Half a lifetime later, digital technology provided an opening. Evy was led to ace engineer Tom Size, who digitized and polished the old tapes, and two old musical friends, Bobby Vega and Pete Sears, replaced bass and organ parts on a couple songs that had not survived the intervening years. The result is a warm, assured collection of 11 of McPherson's songs that range from introspective balladry to tuneful pop to rollicking full-band romps.
Even though many of the original takes were meant just as demos for McPherson's songs, Mickey Hart has "no doubt people would have picked up on the songs and covered them," had they been circulated before now. "He would have turned into one hell of a songwriter if he were alive today. I mean, he was just starting to feel liberated from his past when we were together."
For Evy, who served as executive producer, completing the CD represents a different sort of liberation. "I didn't realize modern technology had to catch up with me," she marvels. "Now it's amazing what was able to happen.

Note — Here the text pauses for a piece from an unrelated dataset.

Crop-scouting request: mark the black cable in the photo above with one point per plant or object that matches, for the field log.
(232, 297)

I just always loved his music, and now it's better than ever."
An impressive list of McPherson's former musical partners and admirers will assemble for a one-time CD release party in Mill Valley on Oct. 1, a cast that includes Sears, Vega, David Freiberg (with whom McPherson wrote the Jefferson Starship hit "Jane"), Nick Gravenites, Prairie Prince and many others.
"This is so much more than I ever thought," Evy McPherson says, haltingly. "When you make a promise . . . you gotta keep your promises."